Until this week, when I stumbled over a script that shows an inventory of the active Scheduled Tasks on the server, together with the link to their respective output (which we write to a network drive)… To do that, the code gets the data from the file, and then we put all the data in a handcrafted Query object. The names of the tasks and the links displayed fine, but there was something wrong with the start and end times: “1899-12-30” is not a time!

It took me hours to figure out what was wrong, because I was focusing on the date and time formatting functions used to format the data before adding them the query. Why the formatting, you ask? Well, we wanted to sort the data on columns containing start and end times, and in previous versions of CF our solution was to prepare the strings before adding them to the Query – seemed like a good way to make sure that ‘11:00:00 AM‘ and ‘11:00:00 PM‘ turned up in the right place of a sorted column.
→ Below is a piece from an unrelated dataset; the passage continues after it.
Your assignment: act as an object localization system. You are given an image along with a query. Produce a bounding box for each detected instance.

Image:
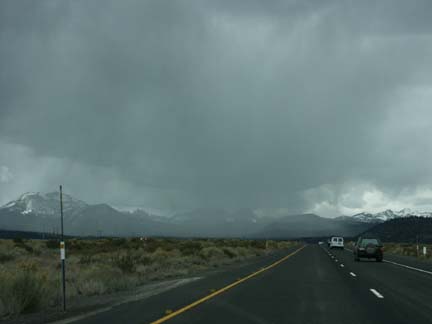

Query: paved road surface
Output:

So what was wrong with our code? Let me quote the “Query of Queries user guide”:

If you create a query object with the QueryNew function and populate a column with date constants, ColdFusion stores the dates as a string inside the query object until a Query of Queries is applied to the query object. When ColdFusion applies a Query of Queries to the query object, it converts the string representations into date objects.

Our code added strings formatted as “hh:mm” to the Query object, but once we filtered or sorted that Query using QoQ those columns were transformed into datetime objects. ColdFusion 11 then adds that time to the default date used, i.e. “1899-12-30“.

Clearly, that was not the case in earlier versions of ColdFusion – at least not in CF8. There are multiple solutions to solve this problem, once you know what’s going on – so now our overview displays everything as intended.